O médico, no entanto, afirma que a lei possui um texto esquisito, uma vez que judicializa uma questão educacional. “O Estado termina por retirar a virtude do educador. A questão precisa e deve ser discutida e resolvida, mas no âmbito escolar, que é um espaço privilegiado de socialização”, completa o médico.
Cura social
A psicóloga e orientadora psicopedagógica na Associação Cultural Brasil-Estados Unidos (Acbeu) Raquel Guirra destaca que o bullying alerta para a necessidade de atuar tanto com os agredidos quanto os agressores, pois ambos possuem como característica os problemas de estima.
“É natural que o agredido seja mais bem aceito, mas o agressor também precisa ser tratado, pois, geralmente, é uma criança criada num ambiente de agressividade e que, para ser aceito e visto como forte, precisa apelar para a agressão”, completa.
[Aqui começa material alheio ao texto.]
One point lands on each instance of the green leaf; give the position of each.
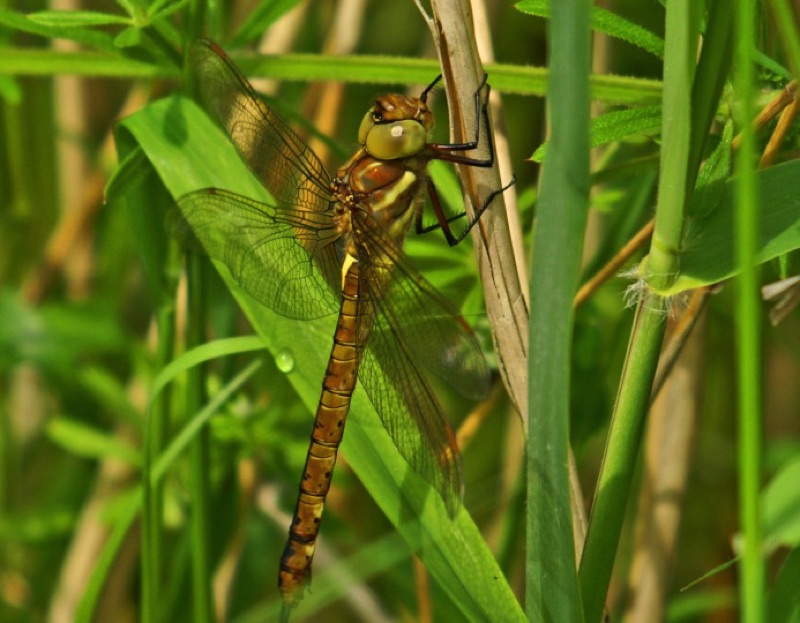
(710, 188)
(708, 253)
(781, 502)
(606, 22)
(129, 38)
(72, 19)
(89, 442)
(178, 138)
(9, 90)
(91, 38)
(616, 125)
(262, 17)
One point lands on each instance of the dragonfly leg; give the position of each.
(443, 221)
(441, 151)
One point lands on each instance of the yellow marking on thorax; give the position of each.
(349, 260)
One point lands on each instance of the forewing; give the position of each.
(286, 166)
(268, 250)
(412, 329)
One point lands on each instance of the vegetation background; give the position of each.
(92, 311)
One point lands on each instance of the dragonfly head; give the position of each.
(395, 127)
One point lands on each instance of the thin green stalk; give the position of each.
(199, 471)
(679, 65)
(153, 493)
(622, 448)
(748, 327)
(688, 109)
(552, 592)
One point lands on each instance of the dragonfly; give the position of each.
(332, 244)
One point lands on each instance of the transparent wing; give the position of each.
(286, 166)
(410, 329)
(282, 257)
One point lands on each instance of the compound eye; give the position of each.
(390, 141)
(367, 123)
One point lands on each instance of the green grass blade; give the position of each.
(552, 592)
(748, 328)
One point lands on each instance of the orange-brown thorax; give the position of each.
(386, 176)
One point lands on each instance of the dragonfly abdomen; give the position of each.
(337, 389)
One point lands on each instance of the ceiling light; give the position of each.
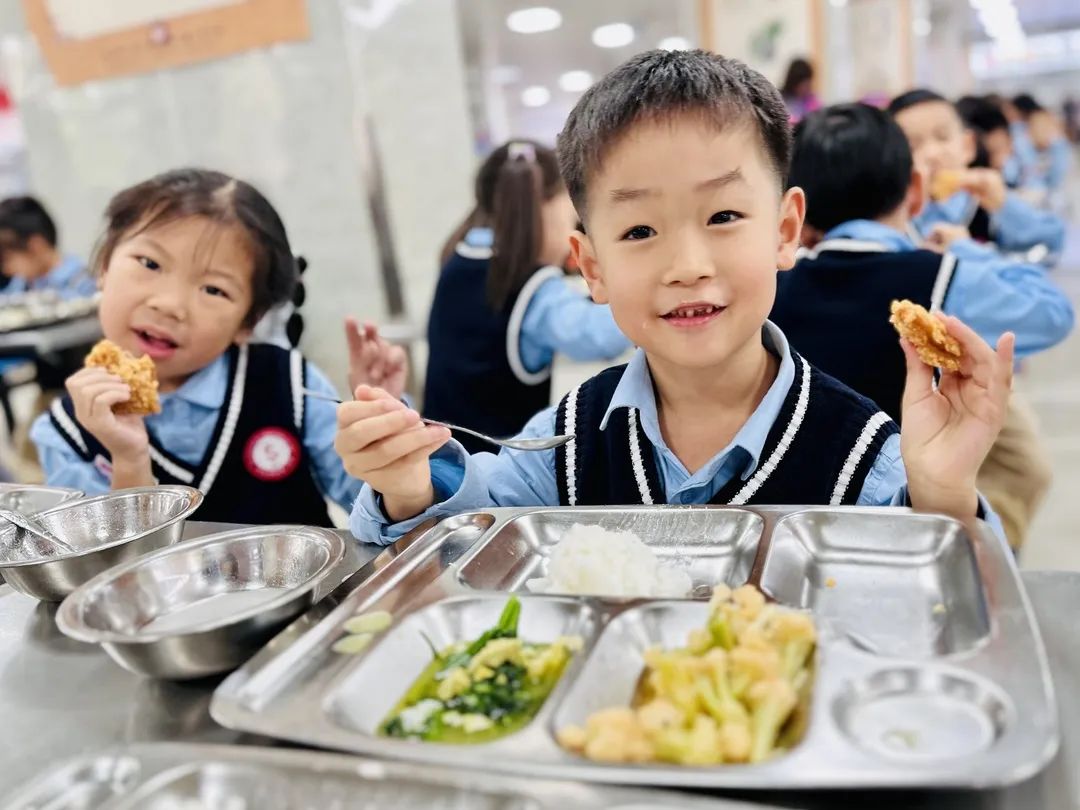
(536, 96)
(576, 81)
(613, 35)
(534, 21)
(674, 43)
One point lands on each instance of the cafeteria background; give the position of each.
(364, 122)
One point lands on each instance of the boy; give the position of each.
(190, 260)
(862, 191)
(29, 255)
(853, 163)
(942, 144)
(676, 163)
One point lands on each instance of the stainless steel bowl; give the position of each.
(105, 531)
(30, 499)
(204, 606)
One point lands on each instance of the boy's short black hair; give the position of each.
(913, 98)
(1025, 104)
(852, 161)
(658, 84)
(982, 115)
(26, 217)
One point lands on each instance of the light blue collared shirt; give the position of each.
(70, 279)
(1016, 227)
(186, 424)
(559, 319)
(989, 293)
(517, 478)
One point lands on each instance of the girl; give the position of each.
(189, 262)
(503, 307)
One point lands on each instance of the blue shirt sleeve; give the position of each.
(1020, 226)
(63, 466)
(559, 319)
(886, 485)
(993, 295)
(320, 427)
(468, 483)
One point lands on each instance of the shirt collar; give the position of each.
(635, 391)
(867, 230)
(206, 387)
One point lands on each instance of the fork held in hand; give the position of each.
(540, 443)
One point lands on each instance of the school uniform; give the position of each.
(834, 308)
(490, 370)
(834, 305)
(239, 430)
(811, 440)
(69, 279)
(1016, 228)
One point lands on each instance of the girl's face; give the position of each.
(558, 218)
(179, 293)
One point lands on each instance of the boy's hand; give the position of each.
(94, 391)
(373, 361)
(944, 234)
(385, 444)
(987, 186)
(948, 432)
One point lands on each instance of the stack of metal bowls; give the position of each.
(30, 499)
(104, 531)
(204, 606)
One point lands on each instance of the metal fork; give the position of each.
(541, 443)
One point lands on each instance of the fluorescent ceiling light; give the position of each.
(536, 19)
(536, 96)
(576, 81)
(613, 35)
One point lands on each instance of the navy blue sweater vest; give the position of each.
(819, 450)
(475, 377)
(834, 309)
(256, 469)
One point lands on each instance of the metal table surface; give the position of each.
(61, 698)
(51, 338)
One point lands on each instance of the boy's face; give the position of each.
(937, 136)
(687, 228)
(178, 292)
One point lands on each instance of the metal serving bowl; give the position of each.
(204, 606)
(105, 530)
(30, 499)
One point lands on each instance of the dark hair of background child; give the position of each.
(25, 217)
(224, 200)
(852, 161)
(510, 193)
(658, 85)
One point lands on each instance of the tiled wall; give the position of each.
(282, 118)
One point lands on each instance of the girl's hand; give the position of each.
(947, 432)
(385, 444)
(94, 391)
(373, 361)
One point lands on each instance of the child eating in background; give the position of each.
(189, 261)
(677, 165)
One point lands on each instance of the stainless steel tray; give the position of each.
(930, 669)
(181, 777)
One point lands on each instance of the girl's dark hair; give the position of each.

Ela pontua que se os envolvidos não são assistidos, corre-se o risco de evitar a situação no ambiente de vigilância, mas de se permitir que o cenário volte a se repetir quando ninguém estiver observando.
Com uma postura parecida, Keila Parente é enfática em pontuar a necessidade de família e escola criarem um ambiente seguro para que a criança se sinta à vontade para relatar qualquer situação de violência.
“Geralmente, nas situações de bullying existe a figura do agressor, do agredido e da plateia, então é preciso que a escola sensibilize sobre as normas de convivência e assegure a eles a segurança”, finaliza.